Monday, November 15, 2010

A walk to Darley Abbey, Nutwood Nature Preserve and Derby

I'm in Derby, England for a week. Today I walked about 7 miles to Darley Abbey, Nutwood Nature Preserve, then to the Derby Market place, then back to our hotel.

I began the walk by crossing the footbridge to St. Mary's Chuch and walking down to the River Derwent.

The footpath followed the river alongside playing fields.

It eventually led to a country lane alongside a field.

I briefly wondered if the footpath to Nutwood Nature Preserve went across this field (note the bull!) Thankfully, it did not, especially after seeing this story in the local news yesterday.

Instead, the lane took me into Darley Abbey Mills, then over the toll bridge by the weir. A weir is a low dam used to create a millpond, which then provides water-power to nearby mills.

At the other end of the bridge was the footpath to Nutwood Nature Preserve, located on a bend of the river.

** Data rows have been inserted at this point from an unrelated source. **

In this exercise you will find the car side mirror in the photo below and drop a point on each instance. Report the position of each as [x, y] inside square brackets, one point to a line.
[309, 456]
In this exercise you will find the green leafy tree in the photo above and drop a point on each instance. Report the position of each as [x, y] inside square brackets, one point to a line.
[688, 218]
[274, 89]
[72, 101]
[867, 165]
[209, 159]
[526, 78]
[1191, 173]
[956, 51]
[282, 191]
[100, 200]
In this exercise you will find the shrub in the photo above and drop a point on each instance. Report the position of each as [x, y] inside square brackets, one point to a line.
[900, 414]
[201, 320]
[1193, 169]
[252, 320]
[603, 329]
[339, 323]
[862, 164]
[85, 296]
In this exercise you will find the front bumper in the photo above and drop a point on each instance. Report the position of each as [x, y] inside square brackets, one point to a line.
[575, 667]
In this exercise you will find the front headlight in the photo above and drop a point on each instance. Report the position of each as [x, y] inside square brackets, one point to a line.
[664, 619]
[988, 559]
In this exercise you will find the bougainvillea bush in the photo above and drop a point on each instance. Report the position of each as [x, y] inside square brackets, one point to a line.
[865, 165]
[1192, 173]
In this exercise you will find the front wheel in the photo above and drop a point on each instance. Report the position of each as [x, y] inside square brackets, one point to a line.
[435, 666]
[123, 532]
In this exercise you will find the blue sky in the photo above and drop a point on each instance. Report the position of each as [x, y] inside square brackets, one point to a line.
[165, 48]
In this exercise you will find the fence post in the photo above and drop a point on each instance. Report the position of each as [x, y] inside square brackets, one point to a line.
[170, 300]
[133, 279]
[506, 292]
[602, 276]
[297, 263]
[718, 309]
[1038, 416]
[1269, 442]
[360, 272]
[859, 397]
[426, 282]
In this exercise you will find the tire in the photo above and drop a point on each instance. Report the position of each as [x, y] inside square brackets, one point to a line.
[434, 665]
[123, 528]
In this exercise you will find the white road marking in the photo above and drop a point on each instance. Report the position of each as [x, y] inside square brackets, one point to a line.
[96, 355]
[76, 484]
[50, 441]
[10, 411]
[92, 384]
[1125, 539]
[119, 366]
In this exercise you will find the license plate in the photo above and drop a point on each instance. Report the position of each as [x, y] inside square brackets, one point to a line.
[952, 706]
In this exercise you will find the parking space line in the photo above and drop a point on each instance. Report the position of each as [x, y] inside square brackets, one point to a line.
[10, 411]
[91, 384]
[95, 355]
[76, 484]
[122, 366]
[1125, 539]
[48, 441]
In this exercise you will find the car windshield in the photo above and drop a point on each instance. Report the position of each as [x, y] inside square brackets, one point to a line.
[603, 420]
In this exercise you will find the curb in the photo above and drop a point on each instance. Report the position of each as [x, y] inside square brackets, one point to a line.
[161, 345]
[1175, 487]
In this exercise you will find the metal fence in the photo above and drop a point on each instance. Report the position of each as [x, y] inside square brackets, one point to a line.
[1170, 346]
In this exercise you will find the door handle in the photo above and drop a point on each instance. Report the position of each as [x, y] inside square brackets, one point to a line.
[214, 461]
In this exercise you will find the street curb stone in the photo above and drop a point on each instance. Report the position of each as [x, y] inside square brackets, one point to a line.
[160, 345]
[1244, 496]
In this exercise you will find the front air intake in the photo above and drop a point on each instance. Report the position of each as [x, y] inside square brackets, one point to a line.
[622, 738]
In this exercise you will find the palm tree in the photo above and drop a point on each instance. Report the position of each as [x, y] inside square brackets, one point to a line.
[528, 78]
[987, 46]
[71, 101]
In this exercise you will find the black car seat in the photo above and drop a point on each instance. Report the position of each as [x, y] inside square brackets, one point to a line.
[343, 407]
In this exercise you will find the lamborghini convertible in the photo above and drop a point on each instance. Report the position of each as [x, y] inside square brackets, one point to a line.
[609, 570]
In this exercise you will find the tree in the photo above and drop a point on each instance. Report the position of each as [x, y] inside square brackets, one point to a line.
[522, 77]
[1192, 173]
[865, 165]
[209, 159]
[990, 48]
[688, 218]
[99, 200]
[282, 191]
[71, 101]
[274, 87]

Across the fields you can see the steeple of All Saints Church in Breadsall, a parish which is mentioned in the Domesday Book in 1087.

I walked into the village of Darley Abbey, then up through Darley Park, formerly the grounds of an Augustinian Abbey in A.D. 1146, and later, in 1727, the home of William Evans , builder of the cotton mills at Darley Abbey.

The only remaining parts of Darley Hall (built in 1727) are the stables and terraced garden, now a tea room. I stopped to warm up with a cup of tea. The weather was sunny and warm enough to sit outside.

I then walked into the village, past the Abbey Pub, the only remaining building of the medieval abbey. This building may have been a guest house for travelers and pilgrims during the 13th century.

The now abandonned cotton mills have quite a few broken windows, no doubt prompting this sign on one of the buildings in the village.

I continued up to St. Matthew's Church on the hill. This is where the Evans family and mill workers attended church.

On my return, I passed St. Matthew's School. The headmaster's residence was the section on the left, and the headmistress's residence was the section on the right. The classrooms were in between.

The three story cottages below were built by the Evans to provide homes for the mill workers.

The return path to Derby went along the river, under St. Alkmund's Way and several other bridges.

In the city centre, I passed Royal Oak House and went up into the Market,

and found a craft store where I could buy more watercolor paint.

By that time, I was pretty weary, so headed back to wait for Dan. It gets so dark early here -- the sun sets around 4 p.m.